Molecular dynamics is a kind of computer simulation that looks at the movements and interactions of atoms and molecules at the nanoscale. By looking at these interactions, scientists can calculate how stable a molecule is in a particular environment – such as in clay nanopores filled with water.
“Molecular simulation is really a powerful tool to study interactions at the molecular scale,” Ho said. “It allows us to fully understand what is going on among the carbon dioxide, water and clay, and the goal is to use this information to engineer a clay material for carbon-capture applications.”
In this case, Ho’s molecular dynamics simulations revealed that carbon dioxide can be much more stable in wet clay nanopores than in plain water. This is due to the fact that the atoms in water do not evenly share their electrons, causing one end to be slightly positively charged and the other to be slightly negatively charged.
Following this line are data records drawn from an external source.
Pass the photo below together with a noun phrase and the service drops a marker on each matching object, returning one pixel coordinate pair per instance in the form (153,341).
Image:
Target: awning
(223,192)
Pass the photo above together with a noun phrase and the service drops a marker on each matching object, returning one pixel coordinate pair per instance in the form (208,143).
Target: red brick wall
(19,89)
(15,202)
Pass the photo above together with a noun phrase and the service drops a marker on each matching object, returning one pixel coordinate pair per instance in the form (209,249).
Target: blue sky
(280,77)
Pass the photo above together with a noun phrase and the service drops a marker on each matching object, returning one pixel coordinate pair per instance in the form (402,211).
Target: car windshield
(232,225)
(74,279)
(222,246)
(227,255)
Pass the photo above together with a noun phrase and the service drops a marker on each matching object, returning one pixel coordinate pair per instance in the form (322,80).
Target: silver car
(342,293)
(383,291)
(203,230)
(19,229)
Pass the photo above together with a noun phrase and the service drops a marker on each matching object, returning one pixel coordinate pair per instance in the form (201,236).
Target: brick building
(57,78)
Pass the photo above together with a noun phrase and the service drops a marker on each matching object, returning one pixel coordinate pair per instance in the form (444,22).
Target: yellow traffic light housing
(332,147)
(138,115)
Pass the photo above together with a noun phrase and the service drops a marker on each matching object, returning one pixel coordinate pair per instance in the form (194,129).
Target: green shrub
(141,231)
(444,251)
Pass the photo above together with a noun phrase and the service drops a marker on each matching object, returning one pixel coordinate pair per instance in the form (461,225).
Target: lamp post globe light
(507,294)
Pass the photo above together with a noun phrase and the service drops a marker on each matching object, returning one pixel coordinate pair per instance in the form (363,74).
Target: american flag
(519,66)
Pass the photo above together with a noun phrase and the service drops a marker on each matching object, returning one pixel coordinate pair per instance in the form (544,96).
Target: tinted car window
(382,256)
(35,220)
The atoms in carbon dioxide, on the other hand, share their electrons evenly, and like oil mixed with water, carbon dioxide is more stable near similar molecules, such as the silicon-oxygen regions of the clay, according to Rempe.
Purdue University researchers led by Professor Cliff Johnston recently used experiments to confirm that water confined in clay nanopores absorbs more carbon dioxide than plain water, according to Ho.
According to Ho, Sandia postdoctoral researcher Nabankur Dasgupta discovered that inside the oil-like regions of the nanopores, it takes less energy to convert carbon dioxide into carbonic acid, making the reaction more favorable than the same conversion in plain water. By making this conversion more favorable and requiring less energy, the oil-like regions of clay nanopores ultimately allow for more carbon-dioxide capture and storage, he added.
“So far, this indicates that clay is a good material for capturing carbon dioxide and converting it into another molecule,” Rempe said. “And we know why, so that the synthesisers and engineers can improve the material. The simulations can also be used to guide experiments to test new hypotheses.”